An entirely new follow-up volume providing a detailed account of numerous additional issues, methods, and results that characterize current work in historical linguistics. 

This brand-new, second volume of The Handbook of Historical Linguistics is a complement to the well-established first volume first published in 2003. It includes extended content allowing uniquely comprehensive coverage of the study of language(s) over time. Though it adds fresh perspectives on several topics previously treated in the first volume, this Handbook focuses on extensions of diachronic linguistics beyond those key issues.

This Handbook provides readers with studies of language change whose perspectives range from comparisons of large open vs. small closed corpora, via creolistics and linguistic contact in general, to obsolescence and endangerment of languages. Written by leading scholars in their respective fields, new chapters are offered on matters such as the origin of language, evidence from language for reconstructing human prehistory, invocations of language present in studies of language past, benefits of linguistic fieldwork for historical investigation, ways in which not only biological evolution but also field biology can serve as heuristics for research into the rise and spread of linguistic innovations, and more. Moreover, it: 

  • offers novel and broadened content complementing the earlier volume so as to provide the fullest available overview of a wholly engrossing field
  • includes 23 all-new contributed chapters, treating some familiar themes from fresh perspectives but mostly covering entirely new topics
  • features expanded discussion of material from language families other than Indo-European
  • provides a multiplicity of views from numerous specialists in linguistic diachrony.

The Handbook of Historical Linguistics, Volume II is an ideal book for undergraduate and graduate students in linguistics, researchers and professional linguists, as well as all those interested in the history of particular languages and the history of language more generally. 

About the Author

Richard D. Janda is currently Visiting Scholar in French and Italian at Indiana University Bloomington, USA, but his teaching spans eleven universities in nine US states. He is author or editor of over 75 publications, including The Handbook of Historical Linguistics (Wiley Blackwell, 2003).

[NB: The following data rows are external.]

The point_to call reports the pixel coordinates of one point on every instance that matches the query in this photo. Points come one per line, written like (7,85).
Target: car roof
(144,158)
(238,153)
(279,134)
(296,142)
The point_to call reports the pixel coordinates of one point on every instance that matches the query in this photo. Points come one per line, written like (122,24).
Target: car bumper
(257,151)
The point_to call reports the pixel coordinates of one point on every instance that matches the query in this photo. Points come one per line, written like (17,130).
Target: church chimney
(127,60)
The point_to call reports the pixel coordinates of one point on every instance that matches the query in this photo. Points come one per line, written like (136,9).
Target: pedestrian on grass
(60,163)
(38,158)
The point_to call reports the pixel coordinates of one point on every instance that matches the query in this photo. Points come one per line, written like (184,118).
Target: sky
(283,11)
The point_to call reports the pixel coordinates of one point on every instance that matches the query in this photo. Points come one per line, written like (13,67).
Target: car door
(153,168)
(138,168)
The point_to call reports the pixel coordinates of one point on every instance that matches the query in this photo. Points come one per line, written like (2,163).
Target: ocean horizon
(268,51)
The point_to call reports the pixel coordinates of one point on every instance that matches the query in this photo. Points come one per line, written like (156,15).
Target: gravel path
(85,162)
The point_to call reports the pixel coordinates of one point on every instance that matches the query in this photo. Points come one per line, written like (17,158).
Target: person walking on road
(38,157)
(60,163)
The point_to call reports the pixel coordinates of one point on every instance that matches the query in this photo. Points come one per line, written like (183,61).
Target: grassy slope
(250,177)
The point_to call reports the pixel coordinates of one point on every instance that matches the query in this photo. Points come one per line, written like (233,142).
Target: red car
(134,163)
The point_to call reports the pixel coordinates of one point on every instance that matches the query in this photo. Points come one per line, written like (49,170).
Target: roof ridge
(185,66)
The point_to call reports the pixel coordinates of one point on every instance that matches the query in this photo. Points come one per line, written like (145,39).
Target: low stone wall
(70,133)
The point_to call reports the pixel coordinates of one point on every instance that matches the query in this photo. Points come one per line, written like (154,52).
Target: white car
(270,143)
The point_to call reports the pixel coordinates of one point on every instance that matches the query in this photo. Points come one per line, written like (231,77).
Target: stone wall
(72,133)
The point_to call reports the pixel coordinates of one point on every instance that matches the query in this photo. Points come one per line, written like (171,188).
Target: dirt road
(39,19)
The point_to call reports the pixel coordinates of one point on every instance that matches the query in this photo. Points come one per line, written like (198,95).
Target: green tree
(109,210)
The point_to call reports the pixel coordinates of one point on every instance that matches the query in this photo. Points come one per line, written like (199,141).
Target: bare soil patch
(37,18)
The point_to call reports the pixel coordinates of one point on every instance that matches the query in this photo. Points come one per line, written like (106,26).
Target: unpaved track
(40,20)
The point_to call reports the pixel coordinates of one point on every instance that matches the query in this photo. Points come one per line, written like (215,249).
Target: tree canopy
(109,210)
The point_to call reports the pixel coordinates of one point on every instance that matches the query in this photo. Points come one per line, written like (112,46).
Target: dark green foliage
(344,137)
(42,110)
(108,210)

Brian D. Joseph is Distinguished University Professor of Linguistics and The Kenneth E. Naylor Professor of South Slavic Linguistics at The Ohio State University, USA. He has written and edited numerous books and published some 300 articles. He served as editor of the journal Language from 2002???–???2009, and is currently co-editor of the Journal of Greek Linguistics.

Barbara S. Vance is Associate Professor of Linguistics and Associate Professor of French Linguistics at Indiana University Bloomington, USA. She is the author of Syntactic Change in Medieval French (1997) and is a specialist in the historical syntax of French and Occitan.